In the words of Johnny Peters 30 June 2008
Preparation for Operation Market Garden
Johnny and his unit were sent to Burford in Oxford in August 1944 and the whole Battalion were billeted in pig sty's on a farm close by. During this time 15 airborne operations were planned and subsequently postponed, with the final one, Operation Market Garden scheduled for the 17th of September. Early that morning, they were transported to Broadwell Aerodrome. ‘Whilst there I was sent out with a Corporal Heaton to search for two of our company who had absconded during the night, needless to say our search was fruitless’.
Operation Market Garden
‘We boarded a Horsa Glider, chalk number 161 and were introduced to the pilots Lt Colonel John Place and a Lt Ralph Maltby. Only 14 of our platoon emplaned. We crossed the North Sea and broke out into singing the hymn ‘Lead us Heavenly Father Lead us’ possibly as a result of remembering those 300 glider troops who were drowned during the invasion of Sicily. At least we could look down below us and see the Air Sea Rescue boats in attendance which was a sobering thought. Upon crossing the flooded part of Holland where there was no flak in evidence and being the leading glider in the armada, it was different. We reached drier ground where heavy ack ack fire was brought to bear on our glider. It was good to see the rocket-firing Typhoons of the RAF bearing down in front of us and firing their rockets. Shortly after that a cry went up from the rear of the glider: ‘The tail’s coming off!’ This was relayed to the pilot who sent Lt Maltby to investigate; he came back with a grin on his face as all he found was fabric flapping in the wind. We started to experience large accurate ack ack fire when a large explosion hit the cockpit. There was a smell of cordite, and unfortunately Lt Maltby was killed outright. The glider started to do all sorts of twists and turns. My immediate thought, and that of the others was, what if the pilot should be killed or wounded?, needless to say that on approach to our landing zone S, we were met with small arms fire, with bullets ripping through the floor of the Horsa, but miraculously only one soldier, Private Hughes, was hit in the leg. Lt Colonel John Place did a copybook landing and the glider chalk 161 was the first to land.
Landing Zone ‘S’
‘As the remaining gliders were landing on the LZ, some were overshooting and crashing into the woods that were adjacent to the LZ, causing deaths and serious injuries to the pilots and the glider troops. B Company took up immediate defensive positions on top of the railway embankment to guard the drop zone X, as we waited for the arrival of the Parachute troops. They landed and B Company under the command of Major T Armstrong proceeded along the road towards Renkum. We met no opposition until we reached the outskirts where we bumped into a German armoured vehicle. It is hard to say who was the most surprised. After an exchange of fire we proceeded to our objective which was the local brickworks, which is still standing to this day.
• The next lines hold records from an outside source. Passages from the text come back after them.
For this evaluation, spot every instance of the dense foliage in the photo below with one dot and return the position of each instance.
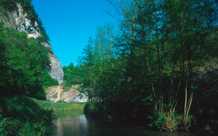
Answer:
(23, 65)
(156, 68)
(20, 115)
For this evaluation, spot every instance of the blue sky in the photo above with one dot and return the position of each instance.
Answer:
(69, 23)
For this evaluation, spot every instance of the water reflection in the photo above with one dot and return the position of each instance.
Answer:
(77, 124)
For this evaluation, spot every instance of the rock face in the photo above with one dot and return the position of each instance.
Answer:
(56, 94)
(18, 20)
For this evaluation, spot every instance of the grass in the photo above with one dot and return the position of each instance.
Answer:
(21, 115)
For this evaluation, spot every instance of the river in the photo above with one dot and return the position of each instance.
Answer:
(75, 123)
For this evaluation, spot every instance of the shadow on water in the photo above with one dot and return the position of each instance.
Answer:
(76, 123)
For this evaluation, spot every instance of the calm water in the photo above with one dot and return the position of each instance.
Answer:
(77, 124)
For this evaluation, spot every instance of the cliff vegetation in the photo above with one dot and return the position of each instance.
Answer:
(24, 64)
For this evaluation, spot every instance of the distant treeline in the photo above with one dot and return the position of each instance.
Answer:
(154, 70)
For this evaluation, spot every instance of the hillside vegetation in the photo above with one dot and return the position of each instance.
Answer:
(24, 64)
(159, 69)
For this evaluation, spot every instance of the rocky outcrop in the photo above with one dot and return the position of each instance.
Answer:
(56, 93)
(18, 20)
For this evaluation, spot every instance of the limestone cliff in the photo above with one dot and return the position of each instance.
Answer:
(56, 94)
(18, 20)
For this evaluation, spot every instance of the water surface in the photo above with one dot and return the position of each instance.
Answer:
(75, 123)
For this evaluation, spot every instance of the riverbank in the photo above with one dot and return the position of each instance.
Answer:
(61, 106)
(21, 115)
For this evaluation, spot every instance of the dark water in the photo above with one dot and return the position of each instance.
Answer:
(77, 124)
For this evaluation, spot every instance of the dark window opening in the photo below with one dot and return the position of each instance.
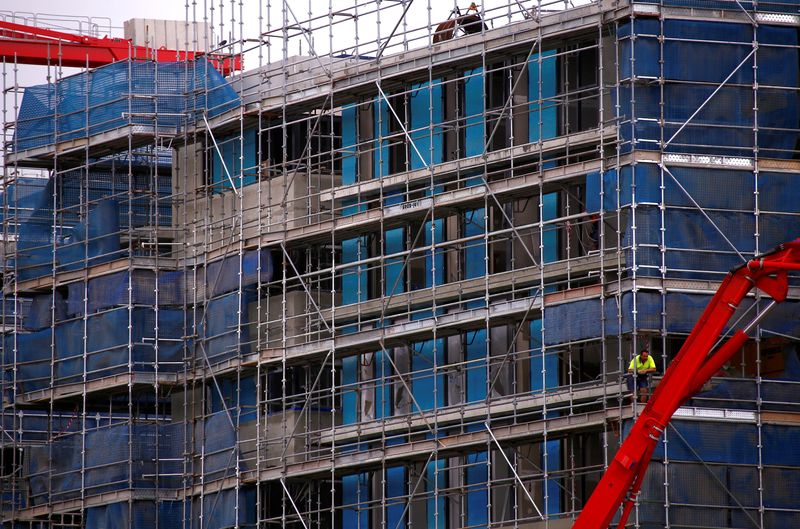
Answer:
(578, 80)
(302, 145)
(397, 143)
(498, 88)
(454, 105)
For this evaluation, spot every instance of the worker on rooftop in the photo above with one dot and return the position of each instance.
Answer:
(639, 373)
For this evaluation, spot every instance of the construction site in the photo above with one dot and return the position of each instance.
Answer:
(383, 264)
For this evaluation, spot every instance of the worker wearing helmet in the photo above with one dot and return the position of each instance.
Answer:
(642, 365)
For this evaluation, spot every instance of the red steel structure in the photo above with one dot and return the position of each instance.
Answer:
(693, 366)
(31, 45)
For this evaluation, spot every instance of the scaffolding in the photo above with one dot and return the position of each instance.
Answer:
(395, 279)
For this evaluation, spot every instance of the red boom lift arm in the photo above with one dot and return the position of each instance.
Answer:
(686, 374)
(31, 45)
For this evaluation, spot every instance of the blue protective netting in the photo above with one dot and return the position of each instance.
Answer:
(586, 316)
(218, 438)
(771, 6)
(107, 348)
(714, 472)
(686, 230)
(144, 198)
(91, 240)
(119, 94)
(225, 509)
(223, 328)
(138, 514)
(690, 55)
(57, 470)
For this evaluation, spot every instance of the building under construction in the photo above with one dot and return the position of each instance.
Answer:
(391, 274)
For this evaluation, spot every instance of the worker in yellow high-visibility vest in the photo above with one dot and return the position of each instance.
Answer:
(641, 365)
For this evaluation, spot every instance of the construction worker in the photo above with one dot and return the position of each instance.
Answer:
(641, 365)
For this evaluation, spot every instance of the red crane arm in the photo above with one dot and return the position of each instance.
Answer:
(31, 45)
(685, 375)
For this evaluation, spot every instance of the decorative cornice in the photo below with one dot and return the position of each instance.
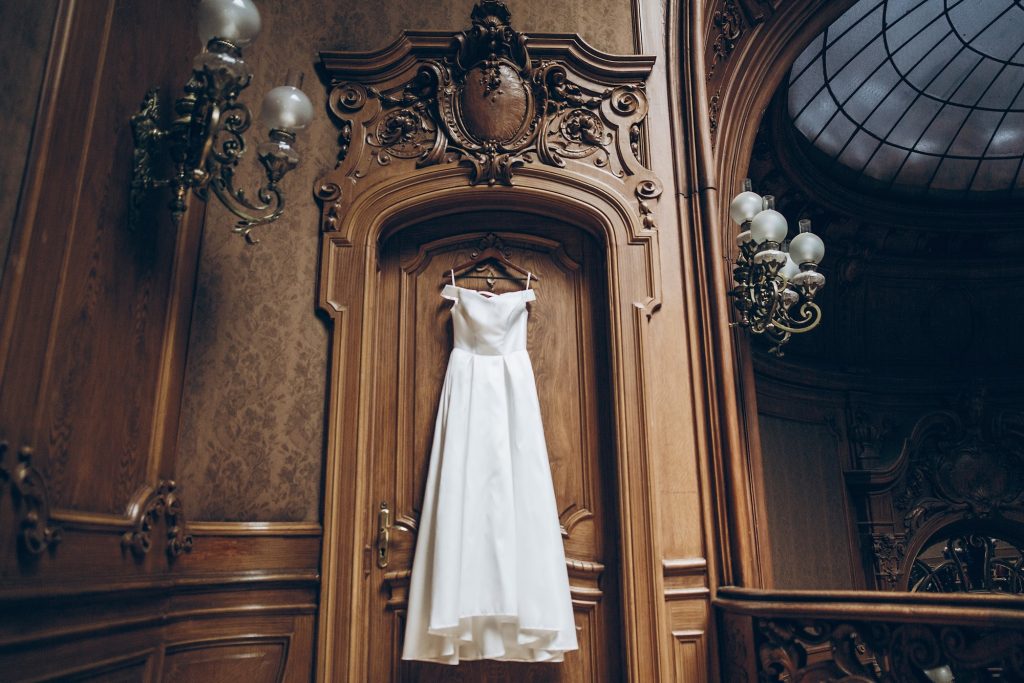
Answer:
(482, 99)
(31, 502)
(150, 506)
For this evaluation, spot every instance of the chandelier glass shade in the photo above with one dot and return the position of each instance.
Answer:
(206, 140)
(775, 281)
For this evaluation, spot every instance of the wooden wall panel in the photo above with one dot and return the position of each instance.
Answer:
(93, 316)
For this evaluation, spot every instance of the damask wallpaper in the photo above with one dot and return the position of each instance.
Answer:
(253, 409)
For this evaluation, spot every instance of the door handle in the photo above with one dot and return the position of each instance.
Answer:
(383, 535)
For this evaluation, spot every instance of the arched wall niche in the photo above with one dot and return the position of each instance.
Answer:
(400, 164)
(347, 274)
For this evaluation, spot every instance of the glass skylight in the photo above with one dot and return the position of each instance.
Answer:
(919, 94)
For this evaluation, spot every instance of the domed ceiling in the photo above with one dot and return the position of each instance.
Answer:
(923, 96)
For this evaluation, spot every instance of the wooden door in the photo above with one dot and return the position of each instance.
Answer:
(567, 344)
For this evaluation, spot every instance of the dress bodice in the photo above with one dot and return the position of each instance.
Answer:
(488, 325)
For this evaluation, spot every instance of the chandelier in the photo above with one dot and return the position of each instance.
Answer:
(775, 281)
(205, 140)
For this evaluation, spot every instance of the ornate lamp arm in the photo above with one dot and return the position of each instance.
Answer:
(206, 140)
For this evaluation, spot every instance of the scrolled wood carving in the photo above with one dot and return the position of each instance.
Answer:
(961, 462)
(729, 24)
(150, 506)
(486, 104)
(955, 466)
(31, 501)
(886, 652)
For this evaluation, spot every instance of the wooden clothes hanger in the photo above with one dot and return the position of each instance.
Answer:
(489, 254)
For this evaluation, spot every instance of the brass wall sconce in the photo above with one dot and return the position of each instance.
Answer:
(776, 281)
(206, 138)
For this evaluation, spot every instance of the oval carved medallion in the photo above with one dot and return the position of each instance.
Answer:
(495, 102)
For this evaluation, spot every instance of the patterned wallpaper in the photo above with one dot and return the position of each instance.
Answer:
(252, 427)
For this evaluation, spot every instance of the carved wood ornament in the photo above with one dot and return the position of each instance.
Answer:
(150, 506)
(478, 99)
(28, 487)
(955, 467)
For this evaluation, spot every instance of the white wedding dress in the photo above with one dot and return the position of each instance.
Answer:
(488, 578)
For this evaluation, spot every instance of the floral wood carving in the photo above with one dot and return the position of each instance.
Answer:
(961, 462)
(485, 103)
(886, 652)
(889, 552)
(956, 465)
(729, 24)
(150, 506)
(28, 487)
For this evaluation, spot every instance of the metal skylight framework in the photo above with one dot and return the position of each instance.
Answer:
(920, 95)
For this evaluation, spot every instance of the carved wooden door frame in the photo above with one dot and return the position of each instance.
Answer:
(408, 155)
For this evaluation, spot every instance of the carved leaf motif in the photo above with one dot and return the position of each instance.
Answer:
(884, 652)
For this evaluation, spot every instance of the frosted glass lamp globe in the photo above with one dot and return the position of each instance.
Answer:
(769, 225)
(807, 248)
(791, 268)
(743, 207)
(235, 20)
(287, 108)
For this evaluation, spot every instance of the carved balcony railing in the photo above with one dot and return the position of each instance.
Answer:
(848, 636)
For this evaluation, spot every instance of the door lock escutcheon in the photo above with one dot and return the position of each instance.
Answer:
(383, 535)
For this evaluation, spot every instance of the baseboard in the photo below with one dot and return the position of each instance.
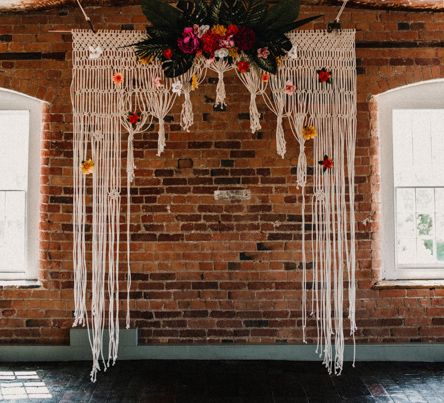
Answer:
(79, 350)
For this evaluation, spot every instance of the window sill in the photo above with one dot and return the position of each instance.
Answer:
(20, 284)
(393, 284)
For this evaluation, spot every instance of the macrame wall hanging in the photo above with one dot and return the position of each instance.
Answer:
(116, 95)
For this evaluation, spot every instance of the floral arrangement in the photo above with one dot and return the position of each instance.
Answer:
(242, 32)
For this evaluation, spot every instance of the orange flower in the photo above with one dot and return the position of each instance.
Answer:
(118, 78)
(243, 66)
(309, 132)
(87, 167)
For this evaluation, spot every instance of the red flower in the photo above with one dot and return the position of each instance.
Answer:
(245, 39)
(210, 43)
(243, 66)
(326, 163)
(232, 30)
(325, 76)
(168, 53)
(133, 118)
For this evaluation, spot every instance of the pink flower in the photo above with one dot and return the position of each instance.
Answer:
(158, 83)
(263, 53)
(289, 88)
(189, 42)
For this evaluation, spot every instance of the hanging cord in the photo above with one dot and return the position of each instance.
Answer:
(336, 25)
(87, 19)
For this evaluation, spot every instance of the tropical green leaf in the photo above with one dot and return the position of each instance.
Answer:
(150, 47)
(255, 12)
(283, 13)
(194, 12)
(269, 64)
(233, 12)
(214, 11)
(177, 66)
(161, 14)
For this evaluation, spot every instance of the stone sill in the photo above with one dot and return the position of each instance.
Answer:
(20, 284)
(403, 284)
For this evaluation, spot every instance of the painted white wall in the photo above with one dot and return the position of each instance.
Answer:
(422, 95)
(11, 100)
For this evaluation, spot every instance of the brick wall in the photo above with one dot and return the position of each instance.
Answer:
(207, 271)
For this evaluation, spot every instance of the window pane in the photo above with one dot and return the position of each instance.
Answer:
(14, 134)
(12, 231)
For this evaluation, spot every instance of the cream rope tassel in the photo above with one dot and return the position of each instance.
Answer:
(186, 115)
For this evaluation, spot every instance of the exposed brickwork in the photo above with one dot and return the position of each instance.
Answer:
(207, 271)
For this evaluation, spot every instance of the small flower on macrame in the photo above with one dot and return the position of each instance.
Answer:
(118, 78)
(234, 53)
(146, 59)
(176, 88)
(133, 118)
(168, 53)
(325, 76)
(221, 53)
(87, 167)
(219, 30)
(194, 82)
(95, 52)
(158, 83)
(265, 77)
(289, 88)
(243, 66)
(263, 53)
(293, 53)
(327, 163)
(309, 132)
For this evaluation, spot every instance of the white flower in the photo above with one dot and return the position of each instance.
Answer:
(293, 53)
(221, 53)
(177, 87)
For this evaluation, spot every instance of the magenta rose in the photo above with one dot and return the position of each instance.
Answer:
(189, 42)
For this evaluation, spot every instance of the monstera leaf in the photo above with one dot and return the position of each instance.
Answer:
(194, 12)
(177, 66)
(214, 11)
(255, 12)
(150, 47)
(162, 14)
(233, 12)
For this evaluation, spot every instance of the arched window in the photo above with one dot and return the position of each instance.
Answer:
(20, 136)
(411, 133)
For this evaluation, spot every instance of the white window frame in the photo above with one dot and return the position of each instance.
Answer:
(422, 95)
(11, 100)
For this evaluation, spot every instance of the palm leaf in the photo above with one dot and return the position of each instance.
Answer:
(194, 12)
(233, 12)
(161, 14)
(177, 66)
(284, 12)
(150, 47)
(214, 11)
(255, 12)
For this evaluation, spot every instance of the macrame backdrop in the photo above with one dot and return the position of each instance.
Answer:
(101, 107)
(331, 109)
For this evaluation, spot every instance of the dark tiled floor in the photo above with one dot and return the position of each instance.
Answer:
(222, 382)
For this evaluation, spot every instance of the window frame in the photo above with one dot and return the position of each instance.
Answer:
(422, 95)
(15, 101)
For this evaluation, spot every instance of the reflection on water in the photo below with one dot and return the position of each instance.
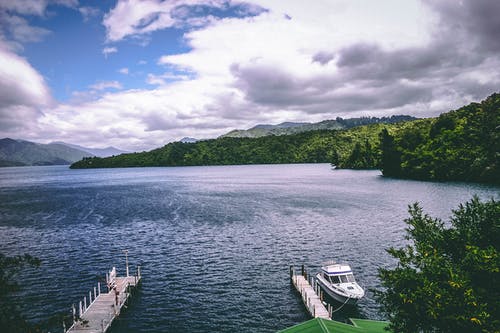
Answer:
(214, 243)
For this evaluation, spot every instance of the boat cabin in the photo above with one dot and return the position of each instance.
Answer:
(338, 274)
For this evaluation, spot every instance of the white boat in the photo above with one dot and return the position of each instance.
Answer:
(338, 281)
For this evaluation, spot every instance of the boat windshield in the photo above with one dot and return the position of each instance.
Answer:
(346, 278)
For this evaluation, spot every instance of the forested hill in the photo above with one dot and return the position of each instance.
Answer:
(332, 146)
(459, 145)
(289, 128)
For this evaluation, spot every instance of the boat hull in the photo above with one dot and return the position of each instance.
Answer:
(336, 296)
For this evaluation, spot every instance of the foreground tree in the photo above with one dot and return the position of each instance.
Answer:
(448, 278)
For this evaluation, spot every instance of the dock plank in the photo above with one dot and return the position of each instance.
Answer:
(311, 299)
(106, 307)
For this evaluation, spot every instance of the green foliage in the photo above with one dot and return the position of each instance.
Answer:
(447, 278)
(323, 146)
(11, 318)
(459, 145)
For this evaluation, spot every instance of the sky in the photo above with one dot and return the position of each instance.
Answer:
(139, 74)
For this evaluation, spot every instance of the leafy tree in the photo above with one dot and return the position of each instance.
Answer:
(390, 161)
(447, 278)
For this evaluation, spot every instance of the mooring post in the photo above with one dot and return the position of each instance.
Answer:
(126, 260)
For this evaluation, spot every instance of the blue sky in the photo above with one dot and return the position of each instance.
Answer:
(139, 74)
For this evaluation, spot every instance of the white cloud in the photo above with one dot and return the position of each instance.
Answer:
(20, 30)
(140, 17)
(108, 50)
(296, 62)
(88, 12)
(103, 85)
(34, 7)
(23, 92)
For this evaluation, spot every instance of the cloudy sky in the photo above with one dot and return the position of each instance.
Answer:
(139, 74)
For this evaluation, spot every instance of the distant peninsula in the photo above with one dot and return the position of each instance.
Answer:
(461, 145)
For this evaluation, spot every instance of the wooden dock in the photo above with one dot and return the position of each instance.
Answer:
(96, 314)
(310, 293)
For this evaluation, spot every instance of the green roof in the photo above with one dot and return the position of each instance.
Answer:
(319, 325)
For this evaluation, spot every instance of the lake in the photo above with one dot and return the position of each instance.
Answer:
(214, 243)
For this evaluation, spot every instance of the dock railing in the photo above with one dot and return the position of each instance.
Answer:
(311, 294)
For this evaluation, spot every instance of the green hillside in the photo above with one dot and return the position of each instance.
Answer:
(462, 145)
(18, 153)
(331, 146)
(289, 128)
(458, 145)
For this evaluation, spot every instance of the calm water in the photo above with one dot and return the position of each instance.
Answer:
(215, 243)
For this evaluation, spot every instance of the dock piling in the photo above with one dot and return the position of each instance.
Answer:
(98, 314)
(306, 288)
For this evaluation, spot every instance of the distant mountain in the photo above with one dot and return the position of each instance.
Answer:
(99, 152)
(288, 128)
(188, 140)
(20, 152)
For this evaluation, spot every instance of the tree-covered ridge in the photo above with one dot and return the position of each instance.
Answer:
(323, 146)
(459, 145)
(447, 276)
(289, 128)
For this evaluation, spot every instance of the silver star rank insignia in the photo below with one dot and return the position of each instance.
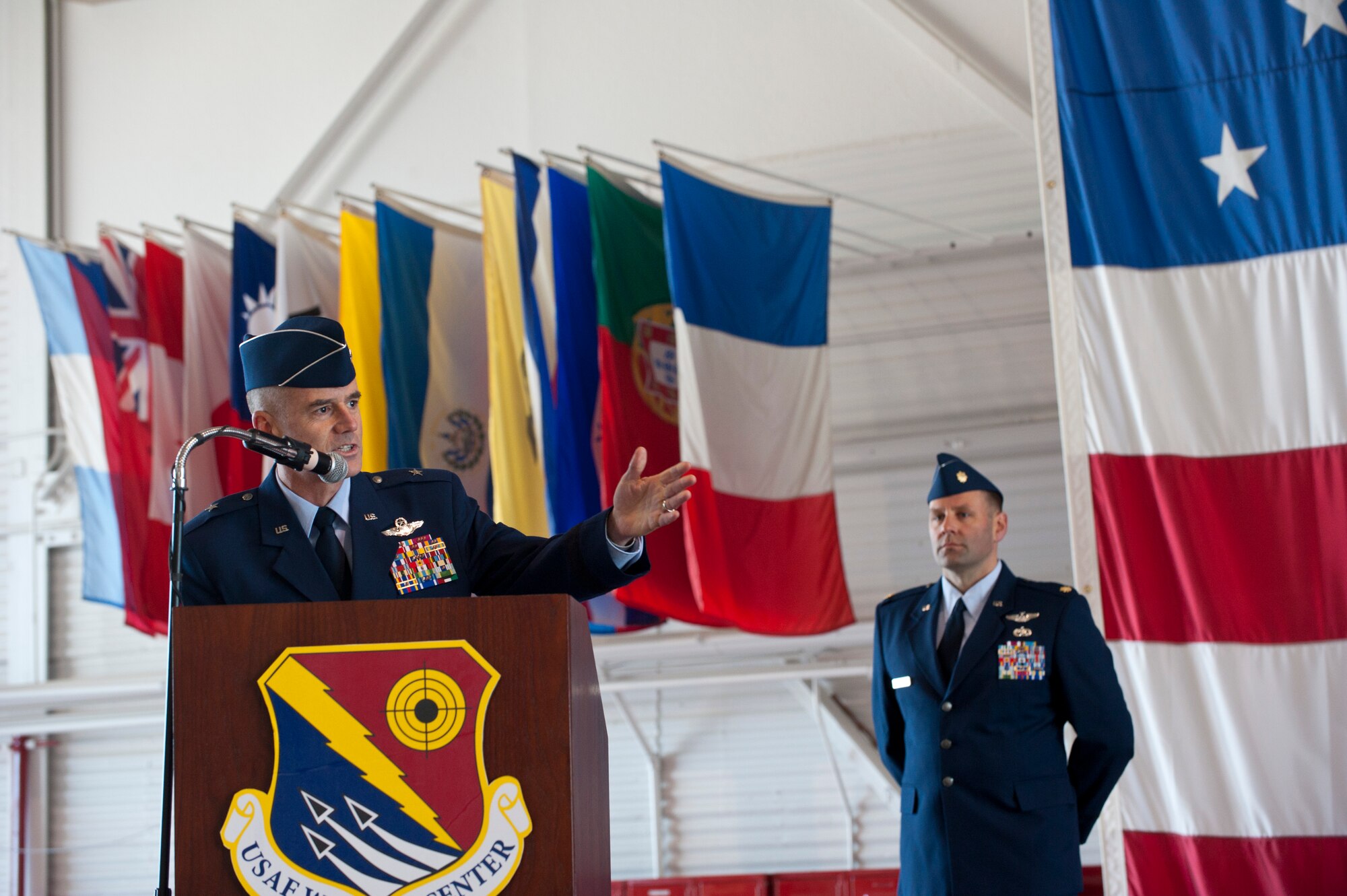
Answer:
(402, 528)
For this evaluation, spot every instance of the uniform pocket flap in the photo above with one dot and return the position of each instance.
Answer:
(1045, 792)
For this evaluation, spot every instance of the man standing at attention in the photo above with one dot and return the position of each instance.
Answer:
(975, 680)
(397, 533)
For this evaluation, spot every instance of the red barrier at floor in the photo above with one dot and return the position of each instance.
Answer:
(812, 885)
(666, 887)
(733, 886)
(875, 883)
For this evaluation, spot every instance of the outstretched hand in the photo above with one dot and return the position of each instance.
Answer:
(643, 505)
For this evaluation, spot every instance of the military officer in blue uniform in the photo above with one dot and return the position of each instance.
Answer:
(975, 680)
(397, 533)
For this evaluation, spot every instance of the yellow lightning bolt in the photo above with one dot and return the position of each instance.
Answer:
(302, 689)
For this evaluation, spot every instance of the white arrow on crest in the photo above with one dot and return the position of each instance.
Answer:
(402, 871)
(324, 848)
(366, 821)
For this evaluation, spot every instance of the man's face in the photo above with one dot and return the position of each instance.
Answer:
(327, 419)
(965, 529)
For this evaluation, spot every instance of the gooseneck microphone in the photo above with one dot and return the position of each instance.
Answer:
(297, 455)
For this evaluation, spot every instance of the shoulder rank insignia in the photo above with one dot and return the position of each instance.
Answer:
(402, 528)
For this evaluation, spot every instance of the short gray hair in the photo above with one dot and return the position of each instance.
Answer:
(270, 399)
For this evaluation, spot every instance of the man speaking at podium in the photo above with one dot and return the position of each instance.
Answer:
(398, 533)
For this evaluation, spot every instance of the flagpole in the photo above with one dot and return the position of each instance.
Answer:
(425, 201)
(763, 172)
(201, 225)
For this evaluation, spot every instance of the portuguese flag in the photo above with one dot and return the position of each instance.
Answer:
(639, 374)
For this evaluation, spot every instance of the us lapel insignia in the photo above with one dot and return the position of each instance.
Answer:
(402, 528)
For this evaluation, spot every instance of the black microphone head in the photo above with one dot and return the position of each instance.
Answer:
(337, 473)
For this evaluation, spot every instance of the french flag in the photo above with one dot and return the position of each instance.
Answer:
(83, 365)
(1205, 160)
(750, 277)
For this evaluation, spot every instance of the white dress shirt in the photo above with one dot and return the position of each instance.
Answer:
(305, 513)
(975, 600)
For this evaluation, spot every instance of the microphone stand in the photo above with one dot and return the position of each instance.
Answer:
(180, 510)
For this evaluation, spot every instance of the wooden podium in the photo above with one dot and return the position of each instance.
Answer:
(544, 726)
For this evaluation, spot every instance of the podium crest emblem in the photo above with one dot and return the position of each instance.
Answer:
(379, 786)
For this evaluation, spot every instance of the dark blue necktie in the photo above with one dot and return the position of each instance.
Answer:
(949, 650)
(331, 553)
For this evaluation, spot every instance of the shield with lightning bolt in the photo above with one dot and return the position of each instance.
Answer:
(379, 786)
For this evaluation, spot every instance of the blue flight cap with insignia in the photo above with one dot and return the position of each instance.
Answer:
(954, 477)
(305, 353)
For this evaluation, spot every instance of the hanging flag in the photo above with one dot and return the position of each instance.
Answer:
(359, 312)
(533, 222)
(86, 393)
(308, 269)
(164, 333)
(125, 275)
(750, 277)
(223, 466)
(574, 485)
(1204, 187)
(518, 482)
(254, 308)
(434, 343)
(639, 374)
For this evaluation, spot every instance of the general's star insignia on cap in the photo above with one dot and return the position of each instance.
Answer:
(402, 528)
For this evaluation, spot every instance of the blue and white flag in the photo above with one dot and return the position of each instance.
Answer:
(87, 394)
(568, 245)
(533, 218)
(434, 343)
(1205, 163)
(750, 277)
(254, 308)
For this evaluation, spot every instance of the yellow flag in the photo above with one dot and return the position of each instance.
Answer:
(359, 316)
(521, 495)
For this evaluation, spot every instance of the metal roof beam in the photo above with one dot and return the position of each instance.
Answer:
(946, 54)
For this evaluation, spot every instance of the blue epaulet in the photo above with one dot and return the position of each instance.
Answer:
(390, 478)
(223, 508)
(905, 595)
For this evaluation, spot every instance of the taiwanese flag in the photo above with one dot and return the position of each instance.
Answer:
(125, 272)
(222, 466)
(639, 373)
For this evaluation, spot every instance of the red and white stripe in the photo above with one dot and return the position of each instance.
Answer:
(1217, 416)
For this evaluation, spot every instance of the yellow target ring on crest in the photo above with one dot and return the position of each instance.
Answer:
(426, 710)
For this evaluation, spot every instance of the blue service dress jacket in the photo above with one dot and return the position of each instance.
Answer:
(991, 802)
(250, 548)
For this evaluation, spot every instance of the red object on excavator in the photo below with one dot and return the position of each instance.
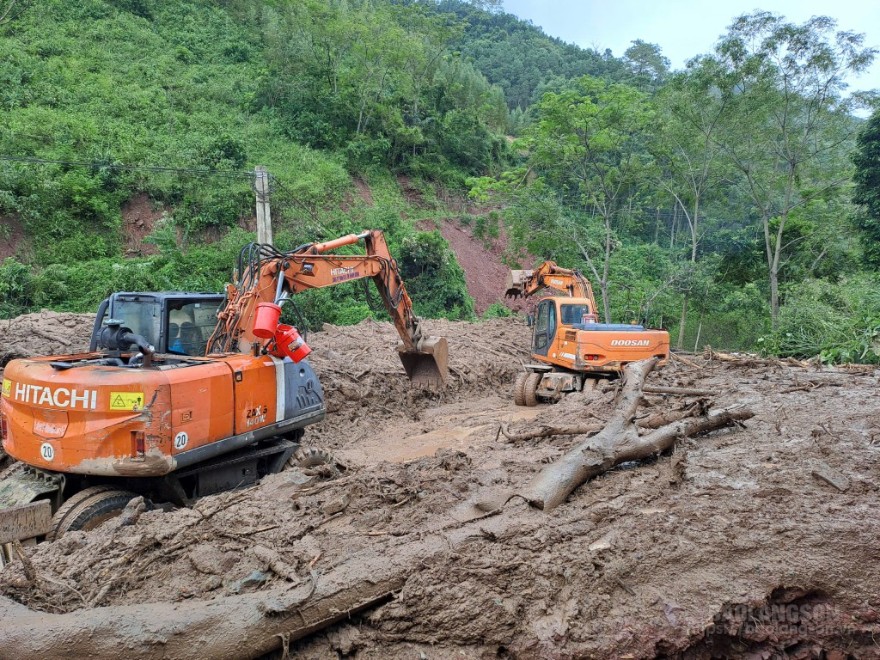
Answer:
(266, 321)
(290, 344)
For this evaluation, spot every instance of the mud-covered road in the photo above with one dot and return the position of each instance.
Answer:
(759, 541)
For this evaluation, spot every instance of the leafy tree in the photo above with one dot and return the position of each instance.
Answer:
(786, 119)
(690, 164)
(647, 64)
(867, 187)
(589, 142)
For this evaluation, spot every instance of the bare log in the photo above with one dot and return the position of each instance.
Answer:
(618, 442)
(547, 432)
(681, 391)
(243, 626)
‘Fellow sniper Private Eric Borders and I dug in below some clay bogies which ran along the railway line and brewed up. During the night we heard foreign voices which we assumed could be Poles. At this time we were stood to. We heard the creaking of the barbed wire fence to our immediate front. Sgt Watson fired a vary pistol light and gave the order to open fire as there were German soldiers trying to get into our positions, possibly not knowing that we were in fact already there. We were ordered to vacate out trench and then take up positions behind some wheels of clay bogies as there was no time to further dig a slit trench.
German Patrol Engagement
‘During stand to a German patrol was advancing along the road directly in front of our positions led by an officer who was obviously unaware of our position. He halted his patrol and checked his map and waved in our direction. Sgt Watson again gave the order to open fire. They were just like sitting ducks, and several perished under this unexpected fire. Those that escaped took up positions in houses alongside the road, where we engaged them all morning, suffering no casualties. They then shelled our positions and the ammunition was getting low. Worse was to follow as we were told that now we were completely surrounded and no communication could be got to the Battalion HQ. Just after midday the order was given to breakout. We proceeded along the river bank leaving a rear guard to enable us to get away.
‘We arrived with no further contacts with the enemy at a place called the Westerbowing. This was the highest point in the whole area and dominates the area of the Rhine and the south bank. It was a few hours later when the Germans finally found our location and a contact began which lasted for three days, with continuous shelling day and night. They probed our positions by using night patrols and we suffered a lot of casualties. Added to that fact, we had no rations however we did manage to get some water.
‘The position for B Company again became un-defendable and we were not that same fighting force who held the position three days earlier. The order was again given to withdraw, and the remnants were sent to different Companies as reinforcements. I went to A Company for a short while, it seemed that we were always digging in, not knowing where we were, no food, and we were always in the open. We watched the supplies being dropped by our own aircraft, but sadly straight into the Germans hands.
Loss of Platoon Friends
‘14 Platoon had several of its members killed during this time, notably Sergeant Tommy Watson, L/Cpl Holdsworth, Pte Eric Borders, Pte Norman Manchester, Cpl G. Howe and Pte Cranswick. Only 2 returned home: me and Pte Brooke having successfully escaped across the Rhine to safety, which was out of a total of 25.’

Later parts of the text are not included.